Another issue is the initial codebook configuration and the stop condition for the GLA algorithm. Depending on the input data, sometimes GLA never stops updating the codebook vectors, falling into a stable loop of several iterations. We arbitrarily stop the process when the last N iterations have updated less than 1 percent of the codebook vectors, or when they have updated the same number of input vectors. It might be possible to come across an image for which the algorithm will fall into a loop which updates a different number of vectors on each iteration but still never finishes; we haven't found such an image, but still we put an arbitrary limit on the total number of iterations.
As for the initial configuration, we kept the naive solution of starting with all codebook vectors having the same values. It takes about 10-15 iterations just to fill up the codebook with "active" vectors, but the end results are better than starting with a random sample of vectors from the image, starting with a random codebook or using a few iterations of Neuquant as a "seed" for GLA.
Because we let the compression run overnight anyway, for each image we generated compressed versions with different codebook sizes in the range 256-8,192. Then we examined them and chose the best trade-off between visual fidelity and size.
For the compressed images we keep the codebook in high-color format (because that's what our blitter needs; the sample code works with 24-bit true color) and for each image vector a 8-bit or 16-bit index into the codebook. Reasonable codebook sizes (up to about 8,192) don't use all 16 bits of the indices, but tight packing of the bits would slow down decompression, and this is more important in our case than the additional compression gains.

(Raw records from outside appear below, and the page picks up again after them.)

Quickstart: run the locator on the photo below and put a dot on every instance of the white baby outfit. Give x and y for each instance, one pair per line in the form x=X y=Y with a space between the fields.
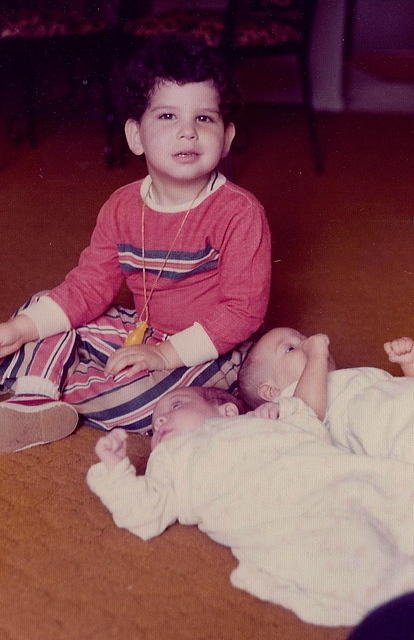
x=315 y=528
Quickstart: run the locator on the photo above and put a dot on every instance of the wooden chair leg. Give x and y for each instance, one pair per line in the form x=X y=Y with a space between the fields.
x=311 y=115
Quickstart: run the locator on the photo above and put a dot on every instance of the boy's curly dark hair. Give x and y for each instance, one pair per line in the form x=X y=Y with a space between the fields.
x=182 y=59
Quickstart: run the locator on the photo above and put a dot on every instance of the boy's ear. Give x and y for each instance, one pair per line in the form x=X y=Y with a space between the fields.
x=228 y=410
x=133 y=137
x=229 y=134
x=268 y=391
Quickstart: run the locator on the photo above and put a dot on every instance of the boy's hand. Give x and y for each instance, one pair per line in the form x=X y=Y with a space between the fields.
x=268 y=410
x=141 y=357
x=316 y=345
x=15 y=333
x=136 y=358
x=111 y=449
x=400 y=350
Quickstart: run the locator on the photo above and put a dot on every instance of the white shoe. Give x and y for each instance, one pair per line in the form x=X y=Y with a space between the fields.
x=26 y=422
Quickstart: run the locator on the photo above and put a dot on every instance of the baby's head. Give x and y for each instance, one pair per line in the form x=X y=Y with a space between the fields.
x=187 y=408
x=272 y=364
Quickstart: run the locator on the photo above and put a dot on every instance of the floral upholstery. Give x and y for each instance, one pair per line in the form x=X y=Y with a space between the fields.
x=205 y=24
x=33 y=24
x=251 y=31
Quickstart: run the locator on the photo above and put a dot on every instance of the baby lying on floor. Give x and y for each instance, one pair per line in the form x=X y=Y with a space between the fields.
x=366 y=408
x=314 y=528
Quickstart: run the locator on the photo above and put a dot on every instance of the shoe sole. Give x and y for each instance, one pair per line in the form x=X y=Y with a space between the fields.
x=25 y=427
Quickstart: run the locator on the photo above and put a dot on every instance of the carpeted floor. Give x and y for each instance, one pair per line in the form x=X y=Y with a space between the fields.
x=343 y=264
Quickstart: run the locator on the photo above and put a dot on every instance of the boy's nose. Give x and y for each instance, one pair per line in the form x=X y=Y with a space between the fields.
x=187 y=131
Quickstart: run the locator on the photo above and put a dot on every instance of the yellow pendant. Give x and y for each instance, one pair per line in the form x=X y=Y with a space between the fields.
x=137 y=335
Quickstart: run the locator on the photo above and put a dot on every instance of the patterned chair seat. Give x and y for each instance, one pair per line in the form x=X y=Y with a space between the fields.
x=42 y=24
x=258 y=32
x=204 y=24
x=249 y=31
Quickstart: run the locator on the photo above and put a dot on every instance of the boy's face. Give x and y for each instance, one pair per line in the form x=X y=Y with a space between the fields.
x=181 y=133
x=180 y=411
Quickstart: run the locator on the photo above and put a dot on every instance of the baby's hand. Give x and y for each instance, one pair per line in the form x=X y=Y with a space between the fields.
x=400 y=350
x=269 y=410
x=132 y=360
x=111 y=449
x=316 y=345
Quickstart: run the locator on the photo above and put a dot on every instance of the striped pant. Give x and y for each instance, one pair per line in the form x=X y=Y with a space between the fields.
x=70 y=367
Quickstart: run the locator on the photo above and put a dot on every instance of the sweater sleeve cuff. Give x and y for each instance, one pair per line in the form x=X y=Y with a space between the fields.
x=48 y=317
x=194 y=345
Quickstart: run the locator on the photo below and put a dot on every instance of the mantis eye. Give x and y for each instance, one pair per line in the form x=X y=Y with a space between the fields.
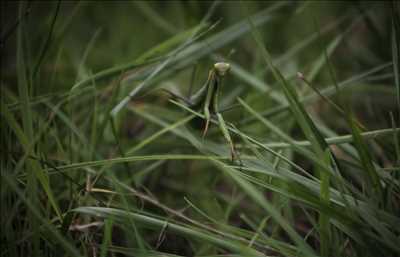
x=222 y=68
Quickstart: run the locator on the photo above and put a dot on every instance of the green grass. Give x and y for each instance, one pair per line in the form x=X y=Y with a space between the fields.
x=97 y=161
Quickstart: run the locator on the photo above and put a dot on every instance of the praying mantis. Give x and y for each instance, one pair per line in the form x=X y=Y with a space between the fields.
x=207 y=98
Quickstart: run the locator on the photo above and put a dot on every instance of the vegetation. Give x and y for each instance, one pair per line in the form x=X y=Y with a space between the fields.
x=97 y=160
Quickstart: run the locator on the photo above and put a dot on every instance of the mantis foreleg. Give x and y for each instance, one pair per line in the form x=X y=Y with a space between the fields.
x=221 y=121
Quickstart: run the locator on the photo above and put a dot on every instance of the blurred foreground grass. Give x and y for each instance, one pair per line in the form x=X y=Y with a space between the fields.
x=97 y=161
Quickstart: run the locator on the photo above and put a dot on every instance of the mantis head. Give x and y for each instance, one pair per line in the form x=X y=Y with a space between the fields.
x=222 y=68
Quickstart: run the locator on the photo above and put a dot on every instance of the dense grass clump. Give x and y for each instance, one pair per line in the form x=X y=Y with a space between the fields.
x=97 y=160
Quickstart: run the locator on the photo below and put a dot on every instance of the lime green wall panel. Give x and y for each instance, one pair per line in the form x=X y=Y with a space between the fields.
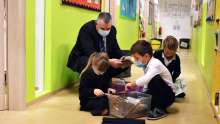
x=62 y=24
x=127 y=30
x=203 y=46
x=30 y=59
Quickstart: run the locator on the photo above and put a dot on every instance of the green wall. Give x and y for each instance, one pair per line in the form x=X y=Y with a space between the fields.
x=62 y=25
x=203 y=42
x=30 y=59
x=127 y=30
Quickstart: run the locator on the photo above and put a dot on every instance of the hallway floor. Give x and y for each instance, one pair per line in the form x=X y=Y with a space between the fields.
x=63 y=108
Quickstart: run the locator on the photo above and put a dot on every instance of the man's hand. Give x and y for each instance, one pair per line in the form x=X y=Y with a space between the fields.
x=116 y=63
x=98 y=92
x=130 y=86
x=111 y=91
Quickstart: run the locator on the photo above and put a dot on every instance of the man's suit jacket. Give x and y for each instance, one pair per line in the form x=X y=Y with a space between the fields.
x=88 y=41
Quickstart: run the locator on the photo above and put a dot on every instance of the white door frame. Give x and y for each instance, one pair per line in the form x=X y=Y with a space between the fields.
x=16 y=54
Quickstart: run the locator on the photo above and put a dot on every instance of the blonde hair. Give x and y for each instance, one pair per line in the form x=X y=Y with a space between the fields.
x=100 y=59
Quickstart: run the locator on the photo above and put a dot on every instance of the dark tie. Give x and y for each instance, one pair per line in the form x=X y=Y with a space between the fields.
x=102 y=45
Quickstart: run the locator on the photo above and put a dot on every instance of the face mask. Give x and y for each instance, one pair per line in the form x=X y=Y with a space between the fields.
x=139 y=64
x=103 y=32
x=97 y=71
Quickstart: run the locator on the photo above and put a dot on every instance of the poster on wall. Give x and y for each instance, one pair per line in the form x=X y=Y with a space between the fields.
x=88 y=4
x=210 y=10
x=198 y=14
x=128 y=8
x=151 y=13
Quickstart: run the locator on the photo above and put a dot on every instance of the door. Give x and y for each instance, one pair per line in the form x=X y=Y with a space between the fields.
x=3 y=67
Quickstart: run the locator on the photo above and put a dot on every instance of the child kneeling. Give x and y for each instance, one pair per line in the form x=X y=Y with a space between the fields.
x=95 y=81
x=157 y=80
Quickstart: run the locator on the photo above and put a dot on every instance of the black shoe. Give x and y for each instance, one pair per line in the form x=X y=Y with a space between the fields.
x=181 y=95
x=156 y=114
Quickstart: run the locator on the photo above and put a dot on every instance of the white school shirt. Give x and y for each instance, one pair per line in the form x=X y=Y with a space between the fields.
x=166 y=61
x=153 y=68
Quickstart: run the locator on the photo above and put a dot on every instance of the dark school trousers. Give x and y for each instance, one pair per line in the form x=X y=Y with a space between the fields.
x=162 y=94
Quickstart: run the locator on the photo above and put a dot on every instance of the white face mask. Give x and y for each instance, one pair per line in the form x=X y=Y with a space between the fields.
x=97 y=71
x=103 y=32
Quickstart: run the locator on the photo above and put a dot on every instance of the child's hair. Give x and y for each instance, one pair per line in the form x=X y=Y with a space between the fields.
x=99 y=59
x=142 y=47
x=171 y=43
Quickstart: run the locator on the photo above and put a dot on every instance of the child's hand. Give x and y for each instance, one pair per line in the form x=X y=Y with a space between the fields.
x=98 y=92
x=130 y=86
x=111 y=91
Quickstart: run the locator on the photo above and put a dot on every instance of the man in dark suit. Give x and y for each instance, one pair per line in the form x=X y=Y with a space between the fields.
x=96 y=36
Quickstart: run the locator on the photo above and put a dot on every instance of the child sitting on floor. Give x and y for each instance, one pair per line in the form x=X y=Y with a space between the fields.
x=157 y=80
x=95 y=81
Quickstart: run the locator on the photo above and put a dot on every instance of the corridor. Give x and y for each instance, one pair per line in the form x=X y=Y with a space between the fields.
x=63 y=108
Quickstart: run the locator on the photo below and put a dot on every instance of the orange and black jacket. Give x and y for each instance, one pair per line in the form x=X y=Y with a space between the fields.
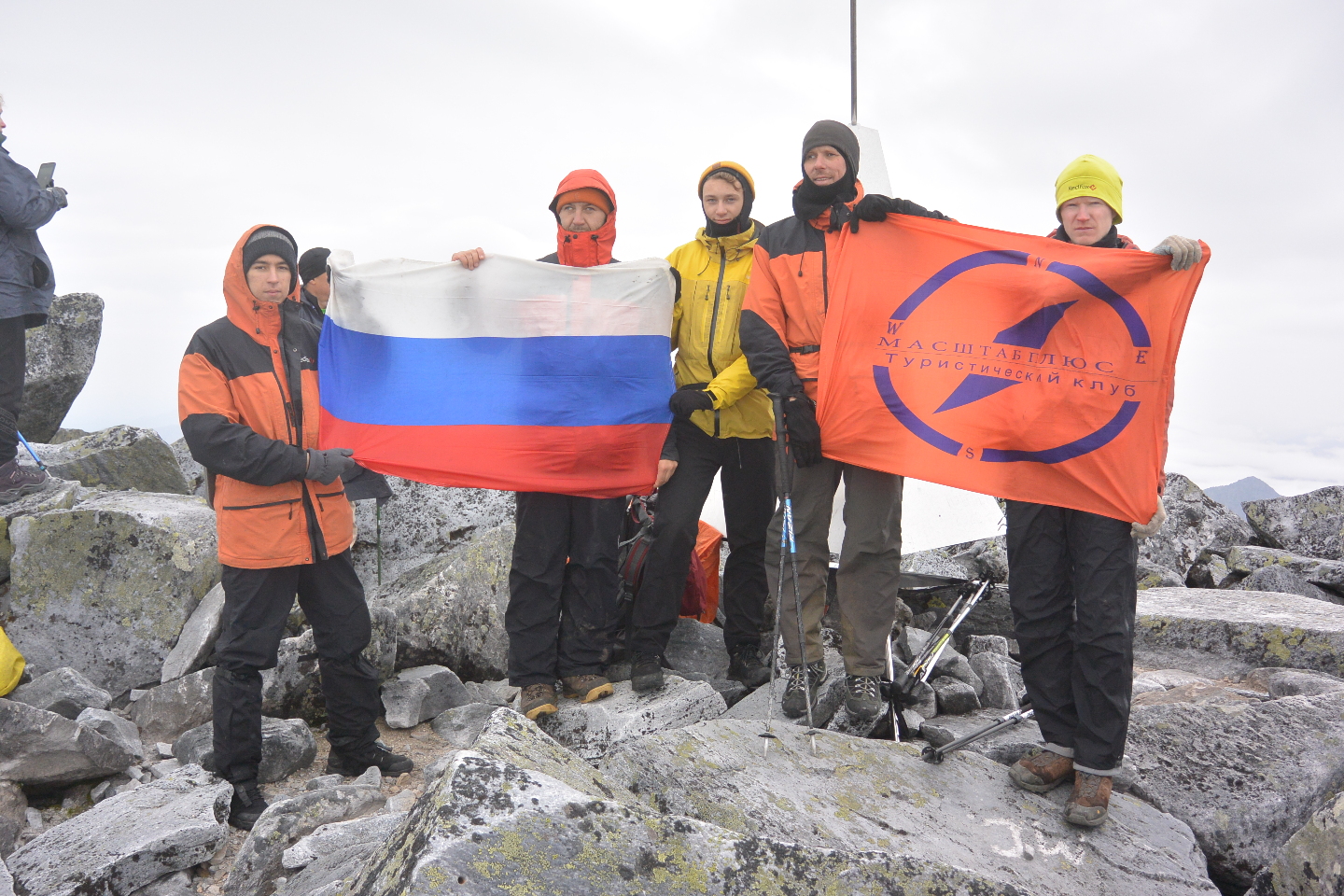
x=247 y=402
x=787 y=301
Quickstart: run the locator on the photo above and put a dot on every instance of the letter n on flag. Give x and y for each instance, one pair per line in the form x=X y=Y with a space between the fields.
x=519 y=375
x=1015 y=366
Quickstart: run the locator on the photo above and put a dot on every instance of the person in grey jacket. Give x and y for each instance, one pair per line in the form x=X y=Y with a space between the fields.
x=26 y=292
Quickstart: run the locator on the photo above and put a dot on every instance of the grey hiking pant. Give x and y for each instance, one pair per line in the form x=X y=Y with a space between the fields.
x=868 y=581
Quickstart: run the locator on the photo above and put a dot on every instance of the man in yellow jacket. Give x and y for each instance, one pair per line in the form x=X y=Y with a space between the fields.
x=722 y=425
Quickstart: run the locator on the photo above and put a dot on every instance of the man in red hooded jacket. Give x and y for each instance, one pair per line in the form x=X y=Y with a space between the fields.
x=564 y=581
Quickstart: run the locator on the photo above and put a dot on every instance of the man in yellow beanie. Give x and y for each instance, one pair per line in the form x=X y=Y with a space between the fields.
x=1072 y=575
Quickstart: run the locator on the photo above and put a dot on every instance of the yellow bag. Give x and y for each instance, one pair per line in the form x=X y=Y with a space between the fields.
x=11 y=665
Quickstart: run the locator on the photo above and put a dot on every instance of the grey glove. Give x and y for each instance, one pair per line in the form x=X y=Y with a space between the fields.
x=1185 y=253
x=327 y=465
x=1141 y=531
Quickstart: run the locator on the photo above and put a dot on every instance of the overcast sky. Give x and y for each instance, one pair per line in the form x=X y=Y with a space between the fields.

Even in this case you should always use the smallest codebook possible to minimize memory traffic; ideally it should fit into the CPU L1 data cache.
If you ignore the memory for the codebook, this corresponds to 2 or 4 bits/pixel. While a bit on the low side for general image compression, this is excellent for an algorithm which is practically free in terms of CPU time decompression.
When we put the VQ compression described above in our renderer, we expected to get slightly worse performance but were ready to live with it, because it took about 20MB off our memory footprint. However, profiles showed that rendering has actually gained about 15 to 20 percent performance, probably due to decreased memory traffic.